Protests at two previous home games were effective in drawing the attention of the organization

Some soccer fans say an apology from the Vancouver Whitecaps is a step forward, but are still calling for the club to further address allegations of bullying and harassment by a former coach.

Two of the team’s supporters groups are planning to stage another in-game protest during Friday’s match against the Portland Timbers, leaving their seats in the 35th minute to show solidarity with female players impacted by the alleged abuse.

They’ll be joined by members of Portland’s supporters group, Timbers Army, who issued a statement on Wednesday saying the issue is bigger than a rivalry.

“We support human rights, and we support our Cascadian rivals in their fight for safe environments for athletes,” the statement said.

Protests at two previous Vancouver home games were effective in drawing the attention of the Whitecaps organization, said Paul Sabourin-Hertzog, vice president of the Vancouver Southsiders.

“We are providing feedback that the club is definitely acting on,” he said. ”But we all on the supporters side want to see more openness, more accountability, more answers to the various questions that we have.”

READ MORE: Whitecaps owners apologize, promise review on allegations against South Surrey coach

Sabourin-Hertzog said the groups saw some of their concerns addressed in a statement released by the club last week. Co-signed by club owners Jeff Mallett and Greg Kerfoot, the statement apologized for pain and suffering experienced by women who were involved with the team around 2008.

More than a dozen women who played for the Whitecaps and were part of Canada’s under-20 talent pool around 2008 have come forward to allege Bob Birarda, a former coach for both squads, acted inappropriately with members of the team.

The allegations include rubbing a player’s thigh, sending players sexual text messages, making lewd comments and bullying young women who ignored or spoke out against his behaviour.

None of the allegations have been proven in court. Birarda has not responded to a request for comment on the allegations.

Both the Whitecaps and Canada Soccer parted ways with the coach in October 2008.

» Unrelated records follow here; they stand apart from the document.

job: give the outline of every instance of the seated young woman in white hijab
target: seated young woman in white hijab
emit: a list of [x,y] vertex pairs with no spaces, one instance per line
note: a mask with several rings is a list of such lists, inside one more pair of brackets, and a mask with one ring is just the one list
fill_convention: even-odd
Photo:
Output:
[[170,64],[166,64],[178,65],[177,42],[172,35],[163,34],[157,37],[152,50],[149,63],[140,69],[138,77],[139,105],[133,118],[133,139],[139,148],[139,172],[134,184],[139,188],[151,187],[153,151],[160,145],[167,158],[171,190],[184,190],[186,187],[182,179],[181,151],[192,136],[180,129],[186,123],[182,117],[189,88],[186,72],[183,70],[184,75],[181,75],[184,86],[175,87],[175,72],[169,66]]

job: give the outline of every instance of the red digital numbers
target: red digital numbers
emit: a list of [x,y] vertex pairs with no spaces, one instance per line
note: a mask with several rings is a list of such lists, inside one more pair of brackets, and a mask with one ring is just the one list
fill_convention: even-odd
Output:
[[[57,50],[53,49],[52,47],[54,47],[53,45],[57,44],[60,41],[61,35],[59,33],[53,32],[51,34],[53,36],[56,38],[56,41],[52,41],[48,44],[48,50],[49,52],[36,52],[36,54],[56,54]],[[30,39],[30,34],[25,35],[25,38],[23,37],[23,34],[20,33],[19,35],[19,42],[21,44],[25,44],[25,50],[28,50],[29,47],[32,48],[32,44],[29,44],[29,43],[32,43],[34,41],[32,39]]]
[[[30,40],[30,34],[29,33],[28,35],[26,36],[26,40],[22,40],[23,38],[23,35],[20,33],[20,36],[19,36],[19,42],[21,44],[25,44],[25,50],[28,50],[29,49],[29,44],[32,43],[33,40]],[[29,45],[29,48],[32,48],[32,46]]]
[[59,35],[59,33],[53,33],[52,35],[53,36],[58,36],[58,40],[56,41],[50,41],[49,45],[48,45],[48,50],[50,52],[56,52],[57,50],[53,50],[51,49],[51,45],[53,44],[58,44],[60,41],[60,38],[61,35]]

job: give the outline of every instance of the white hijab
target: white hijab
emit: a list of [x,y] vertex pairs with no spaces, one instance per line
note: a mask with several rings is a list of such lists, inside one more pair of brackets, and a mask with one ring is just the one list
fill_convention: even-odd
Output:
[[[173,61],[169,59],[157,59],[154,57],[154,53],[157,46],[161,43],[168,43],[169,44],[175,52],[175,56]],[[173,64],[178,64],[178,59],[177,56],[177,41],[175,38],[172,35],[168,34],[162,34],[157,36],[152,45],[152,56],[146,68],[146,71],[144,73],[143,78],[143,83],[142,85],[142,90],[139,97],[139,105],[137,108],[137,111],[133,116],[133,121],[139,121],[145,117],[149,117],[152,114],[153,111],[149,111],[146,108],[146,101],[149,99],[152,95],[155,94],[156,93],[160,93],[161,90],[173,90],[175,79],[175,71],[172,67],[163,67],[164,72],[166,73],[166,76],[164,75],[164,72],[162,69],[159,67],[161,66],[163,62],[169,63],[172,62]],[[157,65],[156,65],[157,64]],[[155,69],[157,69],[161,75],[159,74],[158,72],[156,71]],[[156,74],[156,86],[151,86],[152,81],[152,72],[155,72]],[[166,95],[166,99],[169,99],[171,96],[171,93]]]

Supporters groups met with Whitecaps executives and Mallett on Tuesday, looking to talk about some key issues and ask some questions that lingered after last week’s apology.

Sabourin-Hertzog said the groups wanted to move forward with setting up a meeting between the former players and Whitecaps ownership, but without the club’s executives present.

Some of the executives currently with the Whitecaps are the same people the former players brought their concerns to more than a decade ago, so those individuals have become “synonymous with the abuse and harassment that they suffered,” he said.

The club did not seem willing to set up such a meeting on Tuesday, Sabourin-Hertzog said.

Whitecaps spokesman Tom Plasteras said on Thursday that the club is open to a meeting with former players and has not mandated that any specific people must be in attendance.

The supporters groups also want to see a report done by an ombudswoman in 2008 released to the former players.

Plasteras said recommendations in the report and actions taken by the club were released last week. He added that the Whitecaps are hiring an independent group to review the actions taken in 2008, and results of that review will be made public.

“We are 100 per cent focused on our commitment to safe sport and the work we have already begun doing around this. I believe we all want the same thing — safe sport for all where there is zero tolerance for bullying and harassment,” Plasteras said in an email on Thursday.

Still, Sabourin-Hertzog said there’s a disconnect between what the supporters groups are calling for and what the Whitecaps are willing to provide.

“We understand each other’s positions clearly and there’s things that we don’t agree on,” he said. “So we need to now focus on what can be done moving forward.”

Balancing support for the former players with support for the team on the field isn’t always easy, he added, but the goal is to make sports safer for all athletes.

“There’s a problem with sport and the value that we place on success compared to the value that we place on having healthy and safe athletes,” he said.